7. Wilderness area designations, based upon a coherent and eloquent philosophy, extended hearings in and out of Congress, and helpful definitions of wilderness use in the legislation itself, provide an important means of further insuring meaningful wilderness preservation in the National Park System. Wilderness areas, by definition, provide a specialized opportunity for solitude that can best be pursued in designated wilderness areas by a limited number of people at one time. Wilderness designations reaffirm that wilderness has a definite, resolute, and permanent home in the National Park System. That home should be generous and rooted in ecological concepts, but it cannot be so large that it tends to deprive important numbers of travelling American families of the opportunity to identify themselves, by a personal visit, even by automobile, with the great examples of their own national heritage conserved in their National Park System.

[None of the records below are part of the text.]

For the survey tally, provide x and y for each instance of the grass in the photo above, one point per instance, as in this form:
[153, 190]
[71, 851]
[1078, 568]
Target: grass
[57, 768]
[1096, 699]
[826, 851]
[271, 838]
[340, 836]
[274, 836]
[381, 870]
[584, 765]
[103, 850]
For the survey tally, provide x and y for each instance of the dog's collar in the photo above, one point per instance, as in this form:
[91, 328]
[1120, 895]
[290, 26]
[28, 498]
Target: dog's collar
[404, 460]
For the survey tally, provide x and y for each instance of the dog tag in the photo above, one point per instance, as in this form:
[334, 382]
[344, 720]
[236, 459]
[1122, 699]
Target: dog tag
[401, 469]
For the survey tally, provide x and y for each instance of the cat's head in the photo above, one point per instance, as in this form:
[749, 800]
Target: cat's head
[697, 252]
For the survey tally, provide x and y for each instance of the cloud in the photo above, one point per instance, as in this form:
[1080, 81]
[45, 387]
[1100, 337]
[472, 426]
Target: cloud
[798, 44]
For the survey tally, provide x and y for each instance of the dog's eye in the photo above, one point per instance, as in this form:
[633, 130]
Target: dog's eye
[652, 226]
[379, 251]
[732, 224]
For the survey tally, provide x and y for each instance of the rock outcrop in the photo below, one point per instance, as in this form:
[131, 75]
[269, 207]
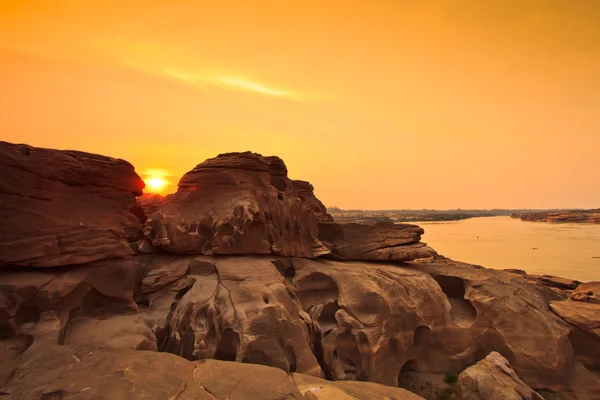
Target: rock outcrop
[493, 379]
[237, 203]
[246, 279]
[65, 207]
[572, 216]
[587, 292]
[306, 192]
[380, 242]
[85, 373]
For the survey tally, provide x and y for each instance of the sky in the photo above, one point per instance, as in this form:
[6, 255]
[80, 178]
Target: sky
[381, 104]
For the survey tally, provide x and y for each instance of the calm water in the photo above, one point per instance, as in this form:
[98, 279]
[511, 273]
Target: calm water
[537, 247]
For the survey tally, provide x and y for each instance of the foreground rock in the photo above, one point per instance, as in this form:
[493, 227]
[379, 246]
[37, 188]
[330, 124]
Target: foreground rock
[237, 203]
[64, 207]
[106, 324]
[82, 373]
[585, 316]
[573, 216]
[587, 292]
[493, 379]
[380, 242]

8. The population of the United States is expected to double its 1960 total by 2000; but outdoor recreation activities are growing twice as fast as population, and travel to the National Park System is mounting several times more rapidly than outdoor recreation activities generally. A System travel year of one billion visits by 2000 no longer appears fantastic. To prevent indigestion followed by strangulation in the National Park System, mounting public use must be increasingly regulated.

9. Public use may be, and currently is, regulated in part by measures aimed at dispersing visitors outside the System. While some of these measures are necessary and helpful, including developing alternate routes for non-park travel, they cannot solve the basic problem of mounting travel because, for most people, there is no substitute for a visit to a national park.

10. Public use is also regulated by measures aimed at limiting developments and land uses within parks, and controlling the use of vehicles. The National Park Service seeks to provide for visitors and to achieve reasonable limits on development, road construction, and land uses. The American people, including the sightseers, are increasingly opposed to ugliness and overcrowding. New methods of public transportation, based on improved technology that will limit private automobiles in key locations while still providing access for people, are also highly important and promising. In the last analysis, however, if present travel trends continue, all these measures may also be exhausted long before increases in travel cease.

11. Last of all, public use is also regulated by direct controls over the volume, duration, and character of visits to important features and heavily used facilities. Such controls are supported by codes of visitor conduct, and information and interpretive programs. If park travel mounts are expected, many more direct controls over the number and duration of visits to key features and perhaps to entire parks will have to be developed, especially in older areas; and the Service may have to reconsider its policy of admitting all visitors if the quality of park experience is to be maintained. This may be the largest single task in regulating public use in the years ahead. It is none too soon to intensify further development of such methods now so they will be available when and if needed.

12. A new, comprehensive study of public use of the National Park System, past, present and future, is urgently needed, including detailed studies of heavily used areas. Management of the National Park System must be based not only on thorough knowledge of its natural, historical and recreational resources, but also on surer knowledge of the evolving character of its citizen users. These studies should be conducted by behavioral scientists, aided by ecologists, historical preservationists, and representatives of the management, statistical, interpretive, planning and design elements of Service organization. Such studies should be given high priority in order that the Service may meet the real needs of growing numbers of diverse users, and at the same time manage the System so as to continue to protect its quality as an invaluable part of our national heritage.